You might want to consider evaluating your goals and objectives as well as your risk tolerance. If your risk tolerance was high prior to this week, it should still be high. One week of market declines should not substantially change risk tolerance. If the losses have changed your risk tolerance, then your risk tolerance probably was not high prior to this week.

 
  1. COVID-19 is spread by a novel coronavirus that is accelerating in its global spread. Countries have not done enough to prepare their public health systems for a new global pandemic (which is what we seem to be heading towards). This means that countries will have to resort to GDP-damaging measures, such as quarantines and isolationism, which increase trade barriers by reducing the flow of goods, services, and people.

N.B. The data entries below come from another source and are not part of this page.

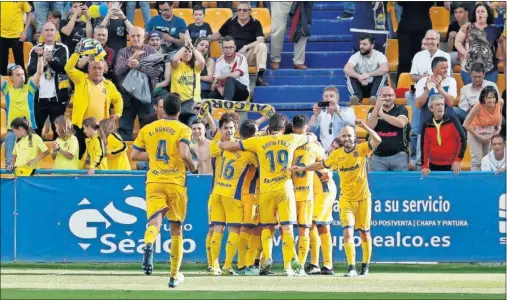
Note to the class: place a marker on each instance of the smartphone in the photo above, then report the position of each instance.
(323, 104)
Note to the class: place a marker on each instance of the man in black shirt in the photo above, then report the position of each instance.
(199, 28)
(461, 16)
(247, 32)
(390, 122)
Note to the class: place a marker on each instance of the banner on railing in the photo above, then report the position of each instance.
(103, 218)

  2. This translates into a reduction in expected GDP. Just calculate the expected global GDP number the day before the virus broke out in China. Divide it by 252. That's the daily damage done if trade stops. You can approximate this better, but it should give you a clear idea that growth will be lower by every day the virus is not contained, and will be exacerbated by punitive measures countries employ to stop it from spreading.
  3. Compare this with the prior growth forecast-- the IMF expected a rebound in 2H of 2020. That base case is now being challenged, and the market expects it to lose. Bofa and GS came out today saying their earnings forecast for 2020 is flat and that global growth will be under 3%.

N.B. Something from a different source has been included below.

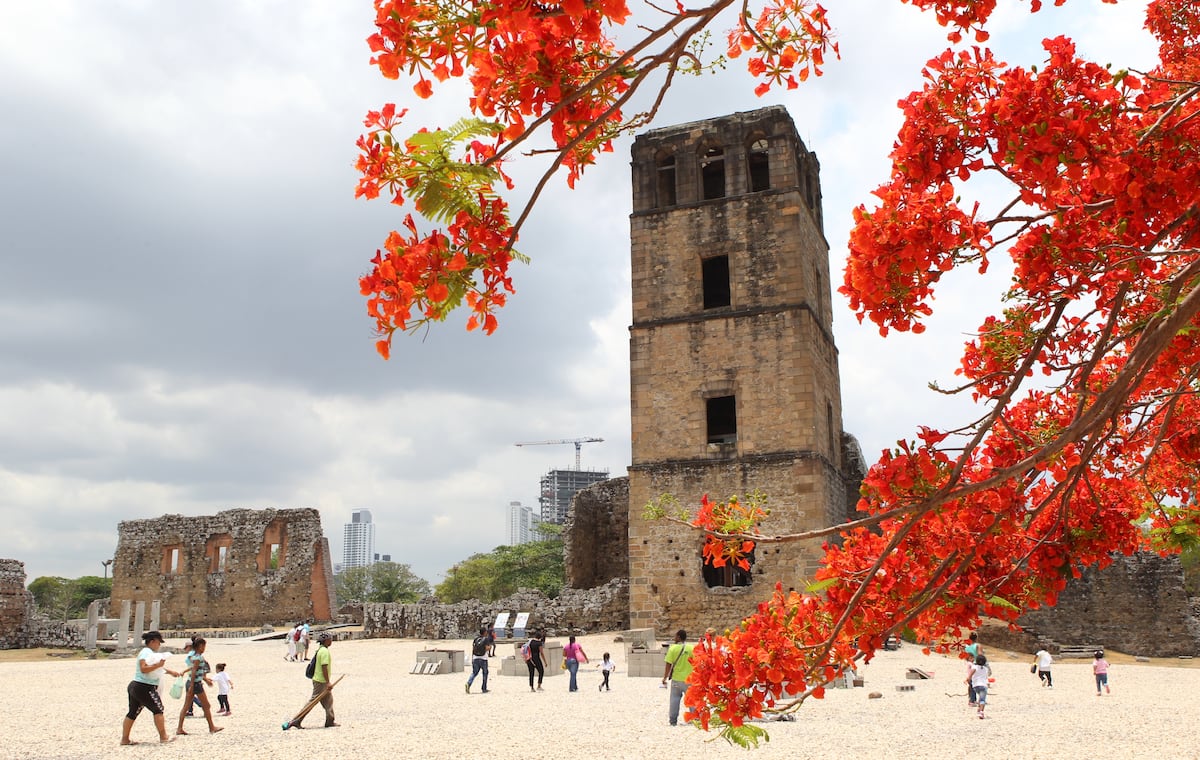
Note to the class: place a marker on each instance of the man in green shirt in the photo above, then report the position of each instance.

  4. Input this new estimate into your ERP model = earnings growth * dividend payout ratio + GDP growth = 0% * 0.75 + 3% = 3% growth to US equity markets -- compare this to bond yields of 1.6% -- if your max (100% equity allocation) return is 3% with a std of 16% (historical realized vol), versus 1.6% with a std of 3%, which one will you overallocate to? Bonds clearly.
  5. What should you do? With imp. vol. so high, cut your equity holdings in half and put it in income producing assets (such as non-convertible preferreds or bonds) or lower volatility stocks (defensive sectors like utilities, healthcare, telecom, etc.). Use options to establish beta exposure if the market rallies in the short term with 2-4% of your portfolio. Use your excess cash wisely by investing in stocks you think might be super depressed ("if everyone's going to be locked up, maybe we'll see an increase in NFLX subs?").
  6. Once the VIX starts to move down you can reallocate to equities.